1 Case Western Reserve University, Cleveland, OH, USA.
2 MetroHealth Medical Center, Cleveland, OH, USA.
Neurorehabil Neural Repair. 2019 Sep;33(9):707-717. doi: 10.1177/1545968319863709. Epub 2019 Jul 18.
Upper-limb chronic stroke hemiplegia was once thought to persist because of disproportionate amounts of inhibition imposed from the contralesional on the ipsilesional hemisphere. Thus, one rehabilitation strategy involves discouraging engagement of the contralesional hemisphere by only engaging the impaired upper limb with intensive unilateral activities. However, this premise has recently been debated and has been shown to be task specific and/or apply only to a subset of the stroke population. Bilateral rehabilitation, conversely, engages both hemispheres and has been shown to benefit motor recovery. To determine what neurophysiological strategies bilateral therapies may engage, we compared the effects of a bilateral and unilateral based therapy using transcranial magnetic stimulation. We adopted a peripheral electrical stimulation paradigm where participants received 1 session of bilateral contralaterally controlled functional electrical stimulation (CCFES) and 1 session of unilateral cyclic neuromuscular electrical stimulation (cNMES) in a repeated-measures design. In all, 15 chronic stroke participants with a wide range of motor impairments (upper extremity Fugl-Meyer score: 15 [severe] to 63 [mild]) underwent single 1-hour sessions of CCFES and cNMES. We measured whether CCFES and cNMES produced different effects on interhemispheric inhibition (IHI) to the ipsilesional hemisphere, ipsilesional corticospinal output, and ipsilateral corticospinal output originating from the contralesional hemisphere. CCFES reduced IHI and maintained ipsilesional output when compared with cNMES. We found no effect on ipsilateral output for either condition. Finally, the less-impaired participants demonstrated a greater increase in ipsilesional output following CCFES. Our results suggest that bilateral therapies are capable of alleviating inhibition on the ipsilesional hemisphere and enhancing output to the paretic limb.

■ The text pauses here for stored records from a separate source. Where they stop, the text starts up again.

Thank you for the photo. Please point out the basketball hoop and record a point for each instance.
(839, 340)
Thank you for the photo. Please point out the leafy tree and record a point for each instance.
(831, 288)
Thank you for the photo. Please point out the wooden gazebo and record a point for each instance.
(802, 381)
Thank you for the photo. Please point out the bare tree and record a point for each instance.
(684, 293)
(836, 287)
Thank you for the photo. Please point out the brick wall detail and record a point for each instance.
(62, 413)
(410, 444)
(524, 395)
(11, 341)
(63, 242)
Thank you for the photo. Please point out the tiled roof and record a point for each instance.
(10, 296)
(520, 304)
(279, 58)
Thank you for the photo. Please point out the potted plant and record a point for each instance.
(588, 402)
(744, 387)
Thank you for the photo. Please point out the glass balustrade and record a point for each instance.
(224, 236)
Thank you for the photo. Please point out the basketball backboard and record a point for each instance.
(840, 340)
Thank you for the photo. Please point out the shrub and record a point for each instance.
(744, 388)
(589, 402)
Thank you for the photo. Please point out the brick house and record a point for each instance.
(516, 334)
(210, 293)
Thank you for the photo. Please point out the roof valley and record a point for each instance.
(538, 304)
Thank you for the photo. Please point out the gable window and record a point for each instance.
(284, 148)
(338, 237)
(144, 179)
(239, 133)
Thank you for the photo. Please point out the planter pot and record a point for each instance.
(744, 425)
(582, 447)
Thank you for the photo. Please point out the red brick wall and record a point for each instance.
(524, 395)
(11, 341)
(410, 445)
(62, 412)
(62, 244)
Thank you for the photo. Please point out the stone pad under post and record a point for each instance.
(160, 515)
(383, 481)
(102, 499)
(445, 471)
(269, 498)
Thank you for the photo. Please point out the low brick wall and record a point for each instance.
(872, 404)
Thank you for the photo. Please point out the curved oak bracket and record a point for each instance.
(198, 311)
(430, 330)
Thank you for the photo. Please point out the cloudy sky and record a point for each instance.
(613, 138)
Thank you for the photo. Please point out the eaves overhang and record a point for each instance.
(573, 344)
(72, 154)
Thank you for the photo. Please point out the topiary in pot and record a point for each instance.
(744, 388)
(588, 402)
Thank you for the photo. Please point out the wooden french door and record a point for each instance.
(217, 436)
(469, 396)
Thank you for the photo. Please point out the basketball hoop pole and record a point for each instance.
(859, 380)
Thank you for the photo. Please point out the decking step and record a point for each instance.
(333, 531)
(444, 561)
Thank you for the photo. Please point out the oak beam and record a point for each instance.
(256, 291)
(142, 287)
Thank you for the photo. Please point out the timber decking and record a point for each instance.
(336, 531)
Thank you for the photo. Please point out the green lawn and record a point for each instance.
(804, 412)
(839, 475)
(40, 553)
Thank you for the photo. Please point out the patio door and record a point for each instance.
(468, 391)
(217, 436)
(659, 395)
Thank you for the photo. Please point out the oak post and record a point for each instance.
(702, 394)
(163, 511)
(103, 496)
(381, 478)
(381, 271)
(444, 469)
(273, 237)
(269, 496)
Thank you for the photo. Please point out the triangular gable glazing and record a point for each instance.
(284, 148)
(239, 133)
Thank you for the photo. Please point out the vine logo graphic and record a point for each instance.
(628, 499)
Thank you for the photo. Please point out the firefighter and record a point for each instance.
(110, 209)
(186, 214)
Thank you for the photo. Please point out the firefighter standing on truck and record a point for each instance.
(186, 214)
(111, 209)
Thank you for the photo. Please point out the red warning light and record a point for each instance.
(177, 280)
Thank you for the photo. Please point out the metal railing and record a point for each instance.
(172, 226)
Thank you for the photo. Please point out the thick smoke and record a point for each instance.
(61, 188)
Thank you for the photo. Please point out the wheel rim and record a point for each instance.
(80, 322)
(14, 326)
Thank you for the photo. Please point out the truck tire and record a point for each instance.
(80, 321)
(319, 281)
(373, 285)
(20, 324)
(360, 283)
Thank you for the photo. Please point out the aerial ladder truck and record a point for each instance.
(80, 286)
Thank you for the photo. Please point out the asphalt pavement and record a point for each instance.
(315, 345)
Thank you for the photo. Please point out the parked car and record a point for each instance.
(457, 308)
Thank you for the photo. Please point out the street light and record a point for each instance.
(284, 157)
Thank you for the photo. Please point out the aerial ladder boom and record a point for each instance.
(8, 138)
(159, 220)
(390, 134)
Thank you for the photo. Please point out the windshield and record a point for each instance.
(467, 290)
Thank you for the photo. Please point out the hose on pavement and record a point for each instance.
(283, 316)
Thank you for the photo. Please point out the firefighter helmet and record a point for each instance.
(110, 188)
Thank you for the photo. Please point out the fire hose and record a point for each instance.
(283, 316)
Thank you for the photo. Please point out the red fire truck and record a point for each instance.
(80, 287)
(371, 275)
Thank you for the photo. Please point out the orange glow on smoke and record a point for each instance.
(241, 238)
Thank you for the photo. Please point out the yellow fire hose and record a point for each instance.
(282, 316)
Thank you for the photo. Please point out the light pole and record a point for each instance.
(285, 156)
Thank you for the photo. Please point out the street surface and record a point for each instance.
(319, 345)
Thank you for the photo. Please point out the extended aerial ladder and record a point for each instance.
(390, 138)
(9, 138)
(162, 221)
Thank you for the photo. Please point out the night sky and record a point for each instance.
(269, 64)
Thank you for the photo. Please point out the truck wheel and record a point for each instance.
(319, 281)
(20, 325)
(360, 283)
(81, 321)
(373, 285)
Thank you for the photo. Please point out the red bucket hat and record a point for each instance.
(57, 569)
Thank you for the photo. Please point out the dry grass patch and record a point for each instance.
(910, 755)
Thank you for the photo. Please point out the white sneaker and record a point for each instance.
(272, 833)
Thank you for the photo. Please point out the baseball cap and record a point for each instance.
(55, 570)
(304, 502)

上肢慢性脑卒中偏瘫曾被认为会持续存在,是因为对侧半球对同侧半球施加了不成比例的抑制。因此,一种康复策略是通过仅用强化的单侧活动来鼓励使用受损的上肢,从而避免对侧半球的参与。然而,最近这一前提受到了质疑,并且已经表明它是特定任务的,或者仅适用于中风患者的一部分。相反,双侧康复会同时参与两个半球,并且已被证明有益于运动恢复。为了确定双侧治疗可能采用的神经生理策略,我们使用经颅磁刺激比较了基于双侧和单侧的治疗的效果。我们采用了外周电刺激范式,参与者在重复测量设计中接受了 1 次双侧对侧控制功能性电刺激(CCFES)和 1 次单侧周期性神经肌肉电刺激(cNMES)。共有 15 名患有各种运动障碍的慢性中风患者(上肢 Fugl-Meyer 评分:15 [严重]至 63 [轻度])接受了单次 1 小时的 CCFES 和 cNMES 治疗。我们测量了 CCFES 和 cNMES 是否对同侧半球的大脑间抑制(IHI)、同侧皮质脊髓输出和来自对侧半球的同侧皮质脊髓输出产生不同的影响。与 cNMES 相比,CCFES 降低了 IHI 并维持了同侧输出。我们发现两种情况下同侧输出都没有影响。最后,运动障碍较小的参与者在接受 CCFES 后同侧输出的增加更为明显。我们的结果表明,双侧治疗能够减轻同侧半球的抑制并增强对瘫痪肢体的输出。